James and the CFPB Sue Moneygram over Consumer Protection and Anti-Fraud Allegations

  • New York AG Letitia James and the CFPB sued Moneygram International, Inc. and Moneygram Payment Systems, Inc. (collectively “Moneygram”) over alleged violations of consumer protection laws, including the Consumer Financial Protection Act, the Electronic Fund Transfer Act, the Remittance Rule, and New York Executive Law 63(12) prohibiting fraudulent and illegal acts.
  • The complaint alleges that, between 2013 and early 2022, Moneygram repeatedly failed to disclose to customers dates upon which transferred funds would be available and failed to satisfy the Remittance Rule by, among other things, failing to promptly investigate errors, failing to timely report results of investigations to consumers, failing to provide written explanations of findings, and failing to provide fee refunds for errors.
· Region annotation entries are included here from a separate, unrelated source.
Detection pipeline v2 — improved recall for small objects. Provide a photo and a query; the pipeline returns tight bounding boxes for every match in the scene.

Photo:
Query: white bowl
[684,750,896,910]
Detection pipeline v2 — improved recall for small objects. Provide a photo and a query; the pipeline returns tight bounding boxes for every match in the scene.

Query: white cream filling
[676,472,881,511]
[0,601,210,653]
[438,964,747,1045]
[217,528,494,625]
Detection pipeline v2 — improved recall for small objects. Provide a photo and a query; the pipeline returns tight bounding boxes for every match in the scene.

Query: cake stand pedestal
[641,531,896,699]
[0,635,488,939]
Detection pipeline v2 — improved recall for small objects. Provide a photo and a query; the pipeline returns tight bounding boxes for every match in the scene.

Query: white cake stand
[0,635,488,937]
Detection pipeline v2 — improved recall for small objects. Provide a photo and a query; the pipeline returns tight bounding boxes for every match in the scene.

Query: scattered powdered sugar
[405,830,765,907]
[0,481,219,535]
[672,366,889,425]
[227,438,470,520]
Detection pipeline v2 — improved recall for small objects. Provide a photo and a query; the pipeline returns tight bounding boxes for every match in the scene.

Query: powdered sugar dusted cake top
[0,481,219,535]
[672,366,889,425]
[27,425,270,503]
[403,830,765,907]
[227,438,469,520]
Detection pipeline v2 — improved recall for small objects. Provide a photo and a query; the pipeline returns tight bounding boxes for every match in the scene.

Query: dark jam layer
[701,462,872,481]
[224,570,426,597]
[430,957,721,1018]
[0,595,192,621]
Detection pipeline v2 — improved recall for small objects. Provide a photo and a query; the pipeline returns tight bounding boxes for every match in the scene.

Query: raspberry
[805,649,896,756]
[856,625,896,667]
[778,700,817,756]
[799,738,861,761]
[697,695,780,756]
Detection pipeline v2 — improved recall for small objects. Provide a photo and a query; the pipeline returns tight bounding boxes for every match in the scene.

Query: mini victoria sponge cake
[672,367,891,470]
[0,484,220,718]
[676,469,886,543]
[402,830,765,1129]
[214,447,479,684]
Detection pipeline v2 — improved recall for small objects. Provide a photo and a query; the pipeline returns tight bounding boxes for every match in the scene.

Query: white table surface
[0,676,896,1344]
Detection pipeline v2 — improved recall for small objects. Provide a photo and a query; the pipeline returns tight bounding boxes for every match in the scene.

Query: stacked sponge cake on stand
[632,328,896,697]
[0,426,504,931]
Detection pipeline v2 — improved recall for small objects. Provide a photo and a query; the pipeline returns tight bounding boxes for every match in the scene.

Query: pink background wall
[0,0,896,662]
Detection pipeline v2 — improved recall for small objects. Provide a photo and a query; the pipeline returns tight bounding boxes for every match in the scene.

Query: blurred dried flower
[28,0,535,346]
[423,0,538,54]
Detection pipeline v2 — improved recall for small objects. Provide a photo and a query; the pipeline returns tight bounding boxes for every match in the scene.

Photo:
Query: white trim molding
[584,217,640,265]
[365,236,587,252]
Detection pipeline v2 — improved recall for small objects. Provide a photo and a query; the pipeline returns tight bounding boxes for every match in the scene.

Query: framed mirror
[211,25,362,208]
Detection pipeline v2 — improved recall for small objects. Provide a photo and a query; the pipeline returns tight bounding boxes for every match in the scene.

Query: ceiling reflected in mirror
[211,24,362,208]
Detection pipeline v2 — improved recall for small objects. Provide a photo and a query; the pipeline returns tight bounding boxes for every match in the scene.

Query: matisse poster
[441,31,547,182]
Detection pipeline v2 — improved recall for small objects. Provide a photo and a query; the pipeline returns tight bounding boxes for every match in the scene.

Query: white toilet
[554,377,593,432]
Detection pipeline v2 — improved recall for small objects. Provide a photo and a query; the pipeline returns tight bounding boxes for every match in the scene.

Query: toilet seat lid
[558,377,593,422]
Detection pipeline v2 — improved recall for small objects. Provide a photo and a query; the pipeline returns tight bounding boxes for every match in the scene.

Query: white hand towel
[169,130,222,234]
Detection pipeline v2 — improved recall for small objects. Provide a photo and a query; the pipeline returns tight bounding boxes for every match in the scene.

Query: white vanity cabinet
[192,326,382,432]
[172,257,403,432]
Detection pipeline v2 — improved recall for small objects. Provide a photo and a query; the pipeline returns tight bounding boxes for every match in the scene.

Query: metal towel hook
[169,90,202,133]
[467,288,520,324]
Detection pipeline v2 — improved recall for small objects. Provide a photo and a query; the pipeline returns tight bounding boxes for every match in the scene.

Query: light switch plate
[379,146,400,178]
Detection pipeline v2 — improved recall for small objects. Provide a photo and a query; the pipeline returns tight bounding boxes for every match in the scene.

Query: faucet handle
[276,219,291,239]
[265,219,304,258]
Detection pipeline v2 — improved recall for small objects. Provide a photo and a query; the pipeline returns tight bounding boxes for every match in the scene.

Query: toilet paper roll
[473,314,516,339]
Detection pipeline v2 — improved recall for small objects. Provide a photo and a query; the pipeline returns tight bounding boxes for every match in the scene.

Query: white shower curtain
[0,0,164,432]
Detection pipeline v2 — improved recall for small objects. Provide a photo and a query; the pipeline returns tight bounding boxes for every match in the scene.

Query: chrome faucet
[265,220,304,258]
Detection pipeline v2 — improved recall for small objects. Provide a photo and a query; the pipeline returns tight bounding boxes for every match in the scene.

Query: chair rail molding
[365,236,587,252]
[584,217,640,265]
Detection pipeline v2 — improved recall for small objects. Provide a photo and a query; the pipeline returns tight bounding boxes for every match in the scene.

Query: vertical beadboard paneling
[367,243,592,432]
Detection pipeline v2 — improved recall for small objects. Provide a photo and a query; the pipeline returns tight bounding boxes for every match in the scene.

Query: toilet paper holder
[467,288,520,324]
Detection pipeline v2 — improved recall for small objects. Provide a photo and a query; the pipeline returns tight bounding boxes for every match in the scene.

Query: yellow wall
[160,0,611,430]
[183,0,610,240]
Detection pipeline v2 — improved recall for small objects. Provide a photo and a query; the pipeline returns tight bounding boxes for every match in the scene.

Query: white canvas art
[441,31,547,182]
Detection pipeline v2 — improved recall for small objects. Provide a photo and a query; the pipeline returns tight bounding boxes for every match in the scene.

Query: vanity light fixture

Moneygram also allegedly failed to maintain appropriate policies and procedures to ensure identification of errors and failed to adequately retain records.
  • The complaint requests injunctive relief, monetary relief, including refunds of moneys paid by customers, compensation for unjust enrichment and payment of damages, and civil penalties. Moneygram previously settled allegations of consumer protection and anti-fraud violations with the FTC in 2009, with the DOJ in 2012, with a nationwide coalition of AGs in 2016 and with the FTC in 2018.